埼玉県の学校法人「文理佐藤学園」の佐藤仁美学園長(44)が修学旅行に同行した際、カジノなどで経費を私的流用したと指摘されている問題で、仁美氏の父で同学園理事長である佐藤英樹氏が9月4日に記者会見を開き、仁美氏が2012年から2015年に海外出張した際、総額1482万円の不適切な支出があったとする調査結果を発表した。
報道された事例では、仁美氏は2014年11月、小学校の1週間の米国修学旅行に同行したが、約1カ月米国に滞在。ディズニーワールドやラスベガスのカジノを訪れていた。2015年2月にも、研修先の開拓の目的で渡米して、ミュージカルを鑑賞していたという。
佐藤理事長によると、仁美氏はすでに全額弁償しており、学園長の役職の辞任届を提出しているという。
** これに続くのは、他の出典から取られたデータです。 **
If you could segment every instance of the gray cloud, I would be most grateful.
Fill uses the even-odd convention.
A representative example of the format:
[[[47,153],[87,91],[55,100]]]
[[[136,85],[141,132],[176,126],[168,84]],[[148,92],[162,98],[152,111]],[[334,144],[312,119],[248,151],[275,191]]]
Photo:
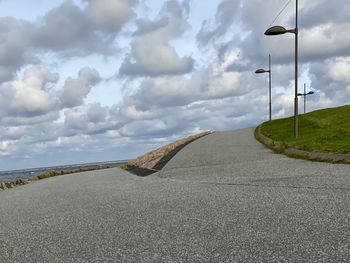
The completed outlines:
[[[342,3],[340,3],[342,2]],[[341,6],[334,10],[335,6]],[[350,12],[349,3],[343,1],[317,1],[304,4],[300,10],[300,60],[313,62],[336,56],[348,56],[350,54],[349,37],[347,32],[350,27],[350,17],[344,15]],[[327,15],[325,15],[327,13]],[[294,11],[292,12],[294,16]],[[286,16],[288,17],[288,16]],[[288,22],[287,22],[288,24]],[[289,21],[294,26],[294,21]],[[315,44],[317,43],[317,44]],[[278,40],[271,45],[271,50],[277,48],[277,56],[293,57],[293,41],[288,41],[286,50],[278,48],[282,46]]]
[[[319,0],[307,3],[300,10],[301,27],[349,22],[350,2]]]
[[[98,30],[115,33],[121,30],[135,13],[132,6],[137,0],[84,0],[87,19]]]
[[[156,77],[185,74],[192,70],[194,61],[189,57],[179,58],[174,48],[158,47],[155,57],[147,56],[149,52],[154,53],[154,47],[144,47],[142,42],[133,43],[133,53],[138,53],[135,56],[137,62],[126,59],[119,70],[121,75]]]
[[[249,65],[255,68],[256,65],[265,62],[269,53],[272,54],[275,64],[292,64],[294,62],[294,35],[267,37],[263,34],[275,17],[274,14],[278,13],[283,4],[278,0],[237,1],[236,3],[238,2],[241,3],[241,8],[234,15],[235,19],[240,21],[242,30],[231,37],[232,40],[220,43],[219,58],[239,50],[242,63],[233,64],[228,69],[242,71],[247,69]],[[224,3],[223,0],[221,4]],[[339,5],[342,8],[330,12]],[[349,56],[349,37],[347,34],[341,33],[349,30],[350,17],[345,15],[348,13],[347,9],[349,9],[349,5],[340,4],[340,1],[333,3],[319,0],[302,4],[299,38],[301,63],[313,63],[331,57]],[[259,10],[259,15],[257,15],[257,10]],[[220,12],[220,10],[217,11],[217,16]],[[283,25],[286,28],[293,27],[294,12],[294,3],[291,3],[274,24]],[[329,14],[320,15],[327,12]],[[217,28],[230,28],[229,24],[218,21]],[[224,35],[227,36],[228,33]],[[214,40],[215,38],[212,39],[212,41]]]
[[[68,128],[85,131],[105,122],[107,112],[107,108],[98,103],[84,105],[65,111],[65,124]]]
[[[68,78],[60,94],[60,100],[64,107],[70,108],[82,105],[84,98],[90,93],[91,88],[101,80],[99,73],[89,67],[79,71],[78,78]]]
[[[43,17],[42,25],[33,35],[33,45],[66,56],[113,54],[114,36],[134,15],[131,9],[134,2],[88,1],[82,10],[72,1],[65,1]]]
[[[155,20],[155,21],[151,21],[144,18],[137,19],[136,20],[137,30],[135,31],[134,36],[147,35],[159,28],[164,28],[168,26],[169,23],[170,23],[169,17],[162,17],[159,20]]]
[[[126,124],[120,129],[120,134],[125,137],[153,137],[163,136],[174,131],[174,127],[169,126],[163,120],[141,120]]]
[[[35,62],[28,50],[34,26],[11,17],[0,18],[0,83],[9,81],[23,64]]]
[[[311,86],[321,91],[331,101],[350,102],[350,60],[349,58],[328,59],[310,65]]]
[[[350,12],[350,10],[349,10]],[[316,26],[301,33],[300,56],[304,61],[350,55],[350,30],[348,23]],[[317,45],[315,45],[317,43]]]
[[[239,96],[246,92],[240,75],[233,72],[215,74],[204,71],[192,78],[164,77],[144,80],[129,100],[137,109],[186,105],[197,100]]]
[[[118,131],[125,125],[125,121],[117,112],[112,115],[109,107],[99,103],[82,105],[64,112],[64,136],[76,136],[78,134],[98,135],[108,131]],[[106,135],[107,136],[107,135]]]
[[[197,41],[200,45],[207,45],[212,40],[224,36],[237,18],[239,8],[240,1],[221,1],[215,15],[215,26],[212,26],[210,20],[202,23],[202,28],[197,34]]]
[[[81,9],[67,0],[37,22],[0,18],[0,83],[26,64],[39,64],[42,52],[64,57],[115,54],[115,37],[135,15],[136,3],[87,1]]]
[[[58,111],[49,111],[38,116],[4,116],[1,119],[3,126],[23,126],[23,125],[37,125],[39,123],[54,122],[59,119]]]
[[[194,61],[180,57],[170,41],[187,30],[188,6],[176,0],[164,4],[158,19],[138,20],[138,29],[131,42],[129,54],[119,69],[121,75],[160,76],[189,73]]]
[[[1,141],[18,140],[27,133],[24,126],[20,127],[0,127]]]
[[[266,120],[268,115],[267,97],[262,96],[263,94],[266,92],[257,90],[241,97],[153,108],[150,111],[154,112],[155,118],[129,122],[119,131],[122,136],[138,138],[145,136],[150,139],[167,137],[169,134],[227,130],[254,125]],[[278,104],[280,103],[282,104],[282,100]]]

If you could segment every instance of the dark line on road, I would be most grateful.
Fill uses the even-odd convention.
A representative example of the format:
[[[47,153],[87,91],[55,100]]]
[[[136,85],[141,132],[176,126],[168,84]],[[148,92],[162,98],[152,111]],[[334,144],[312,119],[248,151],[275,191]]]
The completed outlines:
[[[309,190],[350,190],[348,187],[316,187],[316,186],[293,186],[293,185],[259,185],[259,184],[244,184],[244,183],[215,183],[215,182],[199,182],[200,184],[212,185],[228,185],[228,186],[254,186],[265,188],[290,188],[290,189],[309,189]]]
[[[250,160],[250,161],[241,161],[241,162],[225,162],[225,163],[217,163],[217,164],[208,164],[208,165],[193,165],[193,166],[185,166],[185,167],[170,167],[167,168],[165,171],[163,171],[164,173],[166,173],[167,171],[172,171],[172,170],[185,170],[185,169],[193,169],[193,168],[206,168],[206,167],[216,167],[216,166],[236,166],[236,165],[240,165],[240,164],[247,164],[247,163],[264,163],[264,162],[268,162],[268,161],[289,161],[290,158],[282,156],[280,158],[266,158],[263,160]]]

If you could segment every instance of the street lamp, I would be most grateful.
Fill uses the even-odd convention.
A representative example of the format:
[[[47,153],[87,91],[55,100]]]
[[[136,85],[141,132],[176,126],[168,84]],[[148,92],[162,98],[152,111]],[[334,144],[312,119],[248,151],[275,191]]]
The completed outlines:
[[[298,138],[298,0],[295,1],[295,28],[285,29],[282,26],[273,26],[265,31],[267,36],[283,35],[286,33],[295,34],[295,95],[294,95],[294,137]]]
[[[308,93],[306,93],[306,84],[304,83],[304,93],[298,93],[298,96],[303,96],[304,97],[304,114],[306,113],[306,96],[308,95],[312,95],[315,92],[313,91],[309,91]]]
[[[261,73],[269,73],[269,120],[271,121],[271,115],[272,115],[272,110],[271,110],[271,55],[269,55],[269,69],[258,69],[255,71],[256,74],[261,74]]]

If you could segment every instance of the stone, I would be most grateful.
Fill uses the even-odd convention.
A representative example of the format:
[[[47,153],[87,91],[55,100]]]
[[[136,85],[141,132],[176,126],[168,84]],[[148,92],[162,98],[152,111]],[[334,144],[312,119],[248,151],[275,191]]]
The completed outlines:
[[[21,179],[17,179],[15,181],[15,185],[22,185],[22,180]]]
[[[0,189],[1,190],[6,190],[7,189],[6,184],[5,183],[0,183]]]
[[[6,187],[7,187],[8,189],[14,188],[14,187],[16,186],[15,182],[5,183],[5,185],[6,185]]]
[[[22,179],[22,185],[25,185],[25,184],[29,184],[29,180],[28,179]]]
[[[38,181],[38,180],[39,180],[39,178],[37,176],[28,178],[29,182]]]
[[[185,139],[181,139],[178,141],[175,141],[173,143],[170,143],[168,145],[165,145],[159,149],[156,149],[154,151],[148,152],[136,159],[128,161],[128,165],[146,168],[146,169],[153,169],[159,160],[161,160],[163,157],[169,155],[171,151],[174,149],[181,147],[183,145],[186,145],[196,139],[199,139],[203,136],[206,136],[210,134],[211,132],[202,132],[196,135],[189,136]]]

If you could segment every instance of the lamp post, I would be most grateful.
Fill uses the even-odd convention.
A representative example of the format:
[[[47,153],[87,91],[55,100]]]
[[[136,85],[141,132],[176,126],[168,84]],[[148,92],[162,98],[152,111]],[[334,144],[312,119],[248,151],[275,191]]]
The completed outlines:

こうした私的流用について、犯罪に問われる可能性はないのだろうか。神尾尊礼弁護士に聞いた。
●業務上横領にあたる可能性
「業務上横領罪が成立する可能性があります」
神尾弁護士はこう指摘する。
「横領罪が成立するためには、『他人の物の占有者が委託の任務に背いて、その物につき権限がないのに所有者でなければできないような処分をする意思』を要求するのが判例の理屈です」
今回のケースでは、どう考えればいいだろうか。
「旅費規定以上の支出があったことだけから、直ちにこのような意思があったとは言いにくいでしょう。
研修のために必要な支出の部分については、『学校のためにする意思がある』として、横領にはあたらない可能性があります。
しかし、少なくともカジノ等に行くことは生徒の研修とは無関係です。そうすると、やはり自分が楽しむために学園の費用を使ったと考えるのが自然です。
当然、業務上横領罪の成立も視野に入れるべきでしょう」
仁美氏は、既に流用分の返還しており、役職の辞任届を提出しているようだが、こうした事情は影響するのだろうか。
「そうした事情があったとしても、1000万円クラスの金額であれば、起訴される可能性は十分にあると考えます」
神尾弁護士はこのように指摘していた。